L’avenir de CNP Assurances agite de nouveau le landernau financier. Alors que le premier assureur-vie français est en train de remettre à plat ses relations commerciales avec ses deux grands réseaux distributeurs, les Caisses d’Epargne et La Banque Postale, qui sont aussi ses actionnaires aux côtés de la Caisse des Dépôts (CDC), il suscite de nouveau les convoitises. Selon nos informations, l’assureur mutualiste Groupama cherche ainsi à promouvoir un projet de rapprochement avec CNP, qui passerait par la mise en commun de toutes leurs activités dans l’assurance de personnes.

Officiellement, le dossier n’est pas ouvert. Aucune négociation n’est d’ailleurs en cours entre les différentes parties, notamment la CDC, qui est la clef de voûte de l’évolution éventuelle du capital de CNP, dont elle contrôle plus de 40 %. Mais banquiers, conseils et avocats travaillent déjà sur différents schémas financiers. Et Thierry Martel, le directeur général de Groupama, qui aurait obtenu le feu vert de son conseil d’administration pour mener cette réflexion, a déjà testé son projet auprès de l’Elysée et de Bercy.

 
 

Son ambition ? Créer un grand groupe mutualiste mieux équilibré entre l’assurance-dommages et l’assurance-vie. Il envisagerait ainsi de fusionner les activités de Groupama Gan Vie avec celles de CNP, au sein d’un pôle contrôlé par Groupama SA et la CDC. Ses arguments ? La réforme prudentielle « Solvabilité II » pousse le secteur à se consolider et les acteurs à diversifier leurs activités. Un tel groupe serait plus puissant pour servir plusieurs réseaux – les clients de La Poste, de Groupama et de Gan – au moment où se profile le retrait des Caisses d’Epargne. Et un montage sous forme d’apport d’actifs ne nécessiterait pas de sortie de cash, ni pour les caisses de Groupama ni pour les actionnaires de CNP.

Groupama et CNP Assurances se connaissent bien. L’assureur avait regardé le dossier en 2007-2008, quand la renégociation des relations commerciales de CNP avec ses distributeurs avait (déjà !) éveillé les appétits des grandes compagnies françaises de la place. Groupama avait alors imaginé de s’allier à AXA pour scinder l’assureur-vie en deux. Quand, il y a deux ans, le groupe mutualiste avait essuyé de graves difficultés financières, c’est CNP qui avait été sollicité cette fois pour voler à son secours.
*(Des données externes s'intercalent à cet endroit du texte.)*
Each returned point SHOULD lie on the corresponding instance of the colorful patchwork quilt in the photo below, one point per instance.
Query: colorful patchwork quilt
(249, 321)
Par ailleurs, l’assureur vert est partenaire de La Banque Postale pour ses produits d’assurance-dommages.

Groupama n’a pas souhaité faire de commentaires. Ses ambitions pourraient néanmoins se heurter à plusieurs écueils. Notamment à celles de… La Poste, qui espère elle aussi monter au capital de CNP, et doter ainsi sa filiale bancaire d’une compagnie d’assurance-vie (« Les Echos » du 1er août). BPCE indique de son côté qu’il « souhaite rester un actionnaire de long terme » de l’assureur. Dans l’entourage de CNP, on souligne enfin que le sujet n’est pas de substituer un réseau de distribution à un autre, mais de diversifier l’offre vers des produits de risques plus rentables, comme la prévoyance, et de trouver de nouveaux canaux de ditribution, qu’ils soient physiques, comme avec Santander dans l’assurance-emprunteur en Europe, ou virtuels.

« La décision reviendra quoi qu’il en soit aux actionnaires, indique un bon connaisseur du dossier. Plusieurs schémas circulent aujourd’hui, mais le dossier, complexe et technique à de nombreux points de vue, pourrait très bien se terminer par un statu quo pour quelques années encore. » Une chose est sûre, cependant, l’initiative de BPCE a clairement rebattu les cartes pour la CNP.